見た目は二十代半ばほど。黒のタイを緩めた白シャツ、黒手袋とスラックスを身に纏い、ヒールを鳴らす足取りも涼やかだった。スラリとした体型に洗練された気配が漂う。
丸眼鏡の奥、黄金色の瞳には――鋭い知性と、息を詰まらせるような威圧感が宿っていた。
「……とてもそうは見えないか?」
「あ、すまん! あまりにも美人だったもんで、ついジロジロ見ちまった」
「あぁ、気にすんなよ。なにもおかしくないなら良いんだ……」
(……なんだ? 妙に引っ掛かる言い方だな……)
不敵な笑みを残し、彼女は背を向けて歩き出す。
「……そうそう。そこで店構えてるからさ、気が向いたら寄ってくれよな」
指差された方向には、巨大な建物が見えた。
「えっ!? あれって〈アラカセギン商会〉の本店じゃ……!?」
驚いたハルトは咄嗟に視線を戻したが、既に彼女はこの場を去った後であった。
(ってことは、まさか……!)
その建物に掲げられた看板を見て、ハルトは目を見開く。
「今のが、あの有名なモネイ商会長だったのか!?」
〈アラカセギン商会〉――
十数年前に突然現れ、瞬く間に〈オネスティ王国〉で名を馳せた商会だ。
珍しい素材や魔導具を扱うことで知られ、莫大な利益を上げる一方で、入手経路と会長の素性は全て謎に包まれている。
「でも、なんでこんな場所に……ん?」
顎に手を当てて考える。その時、ハルトは足元の落し物に気付いた。
「財布? さっきぶつかった時か……って重っ!?」
財布を拾い上げだ瞬間、驚くほどの重量が手に伝わった。そして、ふと興味が湧く。
果たして、いくら入っているのかと。
「……誰も見てない、よな?」
周囲を見渡し、誰もいないことを確認する。
そして、高鳴る胸の鼓動に促されるように財布の留め具を外し、中を見た――
「はいぃぃぃぃっ!!?」
日差しを照り返す無数の輝きに、ハルトは目を疑った。
「こっ、これ白金貨じゃん!? なんでこんなの持ち歩いてんだよ!?」
中には、金貨十枚分の価値を持つ硬貨が、十枚近く、ぎっしりと詰まっていたのだ。
「け、けど……これだけあれば、新しい装備も揃えられる。しばらく食ってもいけるぞ……!!」
突如、貧乏冒険者の前に転がり込んできた幸運。
そんな大金を前にすれば、誰しもつい魔が差してしまうもので――
「っ……いや、駄目だ駄目だ!! 冒険者は信用第イチィ……ッ!」
無意識に白金貨を摘もうとした手を、ハルトは理性を振り絞って引っ込める。額から冷や汗が伝う。

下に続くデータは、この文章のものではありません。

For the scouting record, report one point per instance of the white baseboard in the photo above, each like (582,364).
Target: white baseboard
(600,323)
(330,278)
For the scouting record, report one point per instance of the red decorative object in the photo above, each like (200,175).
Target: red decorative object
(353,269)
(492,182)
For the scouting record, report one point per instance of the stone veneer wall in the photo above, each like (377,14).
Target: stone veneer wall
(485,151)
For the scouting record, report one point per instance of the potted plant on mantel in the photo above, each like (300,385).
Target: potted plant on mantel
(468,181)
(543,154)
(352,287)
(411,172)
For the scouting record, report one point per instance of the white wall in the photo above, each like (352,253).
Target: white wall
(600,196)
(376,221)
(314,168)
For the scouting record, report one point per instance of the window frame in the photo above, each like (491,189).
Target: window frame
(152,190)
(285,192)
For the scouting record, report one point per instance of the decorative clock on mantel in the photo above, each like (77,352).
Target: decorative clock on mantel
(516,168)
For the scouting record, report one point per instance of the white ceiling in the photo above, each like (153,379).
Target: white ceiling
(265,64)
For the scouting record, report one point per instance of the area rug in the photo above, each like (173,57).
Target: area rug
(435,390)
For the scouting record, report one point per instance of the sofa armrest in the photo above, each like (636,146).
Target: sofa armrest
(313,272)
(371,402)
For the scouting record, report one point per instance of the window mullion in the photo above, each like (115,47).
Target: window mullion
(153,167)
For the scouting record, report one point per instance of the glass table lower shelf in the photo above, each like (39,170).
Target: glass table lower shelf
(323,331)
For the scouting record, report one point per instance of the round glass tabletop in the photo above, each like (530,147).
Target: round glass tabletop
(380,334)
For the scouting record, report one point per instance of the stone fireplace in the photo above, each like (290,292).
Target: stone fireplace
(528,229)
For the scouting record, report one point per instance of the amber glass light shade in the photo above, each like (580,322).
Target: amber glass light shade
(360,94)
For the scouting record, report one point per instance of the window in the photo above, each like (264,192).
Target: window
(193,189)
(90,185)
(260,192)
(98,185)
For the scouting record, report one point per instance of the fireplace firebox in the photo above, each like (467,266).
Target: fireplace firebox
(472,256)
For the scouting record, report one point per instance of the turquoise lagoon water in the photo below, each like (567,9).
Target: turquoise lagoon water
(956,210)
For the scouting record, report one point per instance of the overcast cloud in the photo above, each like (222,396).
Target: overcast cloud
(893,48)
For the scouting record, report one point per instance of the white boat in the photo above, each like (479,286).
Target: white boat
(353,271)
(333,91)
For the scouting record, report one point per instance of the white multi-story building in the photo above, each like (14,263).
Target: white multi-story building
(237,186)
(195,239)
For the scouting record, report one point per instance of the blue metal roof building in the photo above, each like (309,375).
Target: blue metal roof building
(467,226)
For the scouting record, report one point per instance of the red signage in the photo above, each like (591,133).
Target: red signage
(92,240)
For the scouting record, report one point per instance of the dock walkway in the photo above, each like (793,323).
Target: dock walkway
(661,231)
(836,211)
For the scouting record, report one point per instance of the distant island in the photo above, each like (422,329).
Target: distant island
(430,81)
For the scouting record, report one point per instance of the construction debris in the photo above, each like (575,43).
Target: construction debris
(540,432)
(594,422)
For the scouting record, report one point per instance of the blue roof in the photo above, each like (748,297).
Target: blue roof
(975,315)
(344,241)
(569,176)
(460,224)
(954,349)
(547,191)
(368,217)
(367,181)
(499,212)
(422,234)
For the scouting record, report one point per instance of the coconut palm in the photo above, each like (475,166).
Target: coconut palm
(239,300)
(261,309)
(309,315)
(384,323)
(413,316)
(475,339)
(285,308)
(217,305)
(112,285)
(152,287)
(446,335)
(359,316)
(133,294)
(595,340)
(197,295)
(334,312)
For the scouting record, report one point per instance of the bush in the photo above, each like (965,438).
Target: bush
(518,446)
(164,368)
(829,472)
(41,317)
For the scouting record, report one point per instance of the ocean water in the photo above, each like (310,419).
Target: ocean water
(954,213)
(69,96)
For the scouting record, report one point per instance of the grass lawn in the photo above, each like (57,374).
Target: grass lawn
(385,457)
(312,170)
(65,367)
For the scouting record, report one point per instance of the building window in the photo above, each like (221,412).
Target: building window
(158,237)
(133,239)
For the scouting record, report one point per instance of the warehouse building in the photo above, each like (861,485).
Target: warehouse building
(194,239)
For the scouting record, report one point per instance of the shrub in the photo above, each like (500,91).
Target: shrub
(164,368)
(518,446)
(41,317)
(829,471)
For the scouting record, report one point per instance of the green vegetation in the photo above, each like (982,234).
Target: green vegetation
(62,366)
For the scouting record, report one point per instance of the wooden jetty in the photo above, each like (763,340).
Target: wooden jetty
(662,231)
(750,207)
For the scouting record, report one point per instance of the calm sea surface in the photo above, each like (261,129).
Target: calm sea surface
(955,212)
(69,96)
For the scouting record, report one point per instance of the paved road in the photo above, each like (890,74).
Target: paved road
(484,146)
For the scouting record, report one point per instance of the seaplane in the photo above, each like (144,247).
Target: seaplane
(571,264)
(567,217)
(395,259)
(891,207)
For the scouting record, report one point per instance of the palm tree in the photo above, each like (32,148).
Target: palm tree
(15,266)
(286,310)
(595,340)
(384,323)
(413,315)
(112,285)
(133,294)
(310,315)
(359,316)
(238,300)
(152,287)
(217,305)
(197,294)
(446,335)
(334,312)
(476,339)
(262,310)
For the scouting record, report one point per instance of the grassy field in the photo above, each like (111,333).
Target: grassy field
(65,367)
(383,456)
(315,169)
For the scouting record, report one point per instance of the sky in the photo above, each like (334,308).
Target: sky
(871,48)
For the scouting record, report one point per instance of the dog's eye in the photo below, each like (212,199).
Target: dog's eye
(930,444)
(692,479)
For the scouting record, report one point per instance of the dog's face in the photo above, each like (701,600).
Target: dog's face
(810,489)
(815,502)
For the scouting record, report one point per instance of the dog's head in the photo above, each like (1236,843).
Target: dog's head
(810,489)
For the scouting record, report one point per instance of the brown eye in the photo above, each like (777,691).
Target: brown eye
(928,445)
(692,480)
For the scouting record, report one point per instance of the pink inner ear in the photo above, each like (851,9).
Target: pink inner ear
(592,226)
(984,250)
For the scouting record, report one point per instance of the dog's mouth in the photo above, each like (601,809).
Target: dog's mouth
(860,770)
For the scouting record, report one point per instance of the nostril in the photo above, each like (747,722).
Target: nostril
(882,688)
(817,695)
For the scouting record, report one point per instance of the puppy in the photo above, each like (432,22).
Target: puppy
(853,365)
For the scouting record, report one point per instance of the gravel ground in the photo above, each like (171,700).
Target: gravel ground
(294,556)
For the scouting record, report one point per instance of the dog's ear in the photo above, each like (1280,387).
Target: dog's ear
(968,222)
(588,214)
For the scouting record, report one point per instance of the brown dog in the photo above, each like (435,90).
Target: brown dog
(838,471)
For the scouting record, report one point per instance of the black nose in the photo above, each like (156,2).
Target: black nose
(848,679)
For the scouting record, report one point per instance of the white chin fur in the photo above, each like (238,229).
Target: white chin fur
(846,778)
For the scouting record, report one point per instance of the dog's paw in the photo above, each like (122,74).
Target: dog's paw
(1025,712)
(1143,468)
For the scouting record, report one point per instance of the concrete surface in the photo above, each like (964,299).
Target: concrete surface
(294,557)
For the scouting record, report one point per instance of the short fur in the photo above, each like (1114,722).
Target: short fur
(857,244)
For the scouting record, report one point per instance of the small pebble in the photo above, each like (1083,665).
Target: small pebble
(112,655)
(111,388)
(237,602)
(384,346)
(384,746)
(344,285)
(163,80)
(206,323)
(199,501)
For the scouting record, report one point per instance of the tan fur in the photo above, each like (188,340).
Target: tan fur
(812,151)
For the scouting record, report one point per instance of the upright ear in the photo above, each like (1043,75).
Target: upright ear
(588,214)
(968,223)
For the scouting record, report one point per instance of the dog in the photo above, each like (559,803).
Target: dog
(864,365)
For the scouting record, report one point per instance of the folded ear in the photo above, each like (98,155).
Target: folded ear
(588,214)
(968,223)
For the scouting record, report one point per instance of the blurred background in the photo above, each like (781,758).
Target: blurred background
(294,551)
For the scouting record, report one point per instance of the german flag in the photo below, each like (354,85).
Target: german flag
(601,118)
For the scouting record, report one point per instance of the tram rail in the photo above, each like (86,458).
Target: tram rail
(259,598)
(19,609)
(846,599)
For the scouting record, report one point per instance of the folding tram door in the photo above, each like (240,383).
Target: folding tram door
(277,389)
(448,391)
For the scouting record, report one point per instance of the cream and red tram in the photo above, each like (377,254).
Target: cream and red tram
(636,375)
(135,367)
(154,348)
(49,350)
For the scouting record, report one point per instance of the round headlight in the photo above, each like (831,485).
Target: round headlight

「というかっ、こんなことで捕まりたくないっ……さっさと返そう! 後が怖すぎる!」
頭の中で、「ネコババしろよ」「どうせ分からない」と囁いてくる悪魔を蹴散らし、ハルトは路地裏を飛び出した。
大通りを見渡し、露店の前に立つ麗人を見つけて駆け寄る。
「おーい! モネイ商会長!」
「……あれ、お前はさっきの……って、それ」
「さっきの路地で拾ったんだ、ほら。あんたのだよな?」
手渡された財布を受け取り、モネイがニッコリ笑う。
「ん、拾ってくれてありがとさん。……にしても、ネコババしなかったんだな。中身、見たんだろ?」
「勿論欲しかったさっ……なにしろ白金貨だからな! 思わずラッキーだって思った!」
「だったら、どうして……」
モネイが不思議そうな眼差しを向けてくる。
確かに、惜しいと思う気持ちはある。だが、それ以上に、大切な矜持がある。
「信用ってのは、一度でも裏切ったらお終いなんだよ。それを踏み躙るのは馬鹿のすることだ」
冒険者としての誇り。それを失えば、報酬次第で殺しをも請け負う無法者に成り下がってしまう。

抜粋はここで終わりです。